Pallamano - Svolgimento della gara

Nella pallamano si contrappongono 2 squadre di 7 giocatori ( + 7 in panchina con cambi illimitati durante il gioco) in una partita di 2 tempi di 30 minuti ciascuno nella categorie maggiori.
Lo scopo del gioco è segnare il massimo delle reti.
Il pallone non può essere tenuto in mano per più di 3 secondi, e non si possono fare più di 3 passi senza passarlo o farlo rimbalzare al suolo (palleggiare).
All’interno dell’area del portiere non è consentito né difendere né attaccare, a meno che lo stacco in salto non sia avvenuto all’esterno del limite.
La palla che rotola nell’aria è di pertinenza del solo portiere, mentre è consentito palleggiare all’interno.
I giocatori non possono colpire la palla con alcuna parte del corpo al di sotto del ginocchio, ma possono colpire o lanciare la palla in qualsiasi maniera con qualsiasi parte del corpo al di sopra delle ginocchia.

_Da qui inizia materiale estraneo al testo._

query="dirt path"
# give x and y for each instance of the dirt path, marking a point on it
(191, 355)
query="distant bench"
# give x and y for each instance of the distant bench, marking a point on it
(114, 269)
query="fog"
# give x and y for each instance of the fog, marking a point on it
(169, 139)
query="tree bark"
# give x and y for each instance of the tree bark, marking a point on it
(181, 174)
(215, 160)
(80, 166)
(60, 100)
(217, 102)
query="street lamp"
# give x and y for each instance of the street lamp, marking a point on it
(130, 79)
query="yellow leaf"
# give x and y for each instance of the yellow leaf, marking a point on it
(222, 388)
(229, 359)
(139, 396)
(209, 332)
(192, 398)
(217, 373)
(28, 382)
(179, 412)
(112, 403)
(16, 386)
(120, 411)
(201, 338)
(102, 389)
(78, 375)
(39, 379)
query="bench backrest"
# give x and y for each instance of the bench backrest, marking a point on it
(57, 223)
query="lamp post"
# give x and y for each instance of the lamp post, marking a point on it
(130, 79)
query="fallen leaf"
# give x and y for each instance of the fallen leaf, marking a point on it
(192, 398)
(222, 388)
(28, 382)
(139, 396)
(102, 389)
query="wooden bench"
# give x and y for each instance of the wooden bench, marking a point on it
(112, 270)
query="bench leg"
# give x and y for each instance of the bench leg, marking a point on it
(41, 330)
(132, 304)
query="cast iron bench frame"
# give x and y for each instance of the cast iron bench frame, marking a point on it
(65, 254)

Non sono ammesse azioni violente come strattonare, cinturare o colpire un avversario e non è ammesso strappargli la palla di mano.
Tutte queste azioni comportano fallo con le relative sanzioni.
Falli tecnici: sono l’infrazione dei 3 secondi, l’infrazione dei passi e lo strappo della palla dalle mani.
Falli personali: sono il blocco del braccio, il contatto fisico violento (cinturare, strattonare, sbarrare la strada) o entrare nell’area di porta e sono punite progressivamente con l’ammonizione, l’esclusione per due minuti (fino ad un massimo di tre, la terza è definitiva), l’espulsione e la squalifica.

Ruoli in attacco:

CENTRALE.
Ha funzione di regia sia in attacco che in difesa e detta gli schemi di gioco se il sistema ne prevede.
Deve avere fondamentalmente visione di gioco, personalità e notevole potenza di tiro.
Solitamente è un giocatore creativo alto, veloce e potente.
PIVOT.
Ha la funzione di fare da “spina nel fianco della difesa” avversaria, cioè da riferimento per le azioni d’attacco.
È un grande terminale offensivo, quindi deve essere molto agile e potente ed intuitivo per incunearsi nella difesa avversaria.
TERZINO.
Ci sono un terzino destro e uno sinistro, con compiti simili al centrale ma con maggiore potenza di tiro, perché giocano ancora più lontano dalla porta e devono avere quindi grande potenza per effettuare tiri da fuori area.
ALA.
Ci sono un’ala destra e una sinistra.

In attacco hanno il compito di allargare la difesa avversaria aprendo dei carchi nelle zone laterali.
Sono giocatori particolarmente agili e veloci e dotati di equilibrio in volo.
A loro solitamente è riservato il compito di portarsi rapidamente in contropiede.
PORTIERE.
È l’ultimo baluardo della difesa, quindi deve avere doti fisiche importanti per opporsi anche a tiri molto potenti e ravvicinati, ma anche agilità e coraggio per non avere paura della palla.
È il primo degli attaccanti ed è quindi necessaria una notevole rapidità nel percepire il compagno libero da marcature per potere riprendere velocemente il gioco anche dopo un gol subito.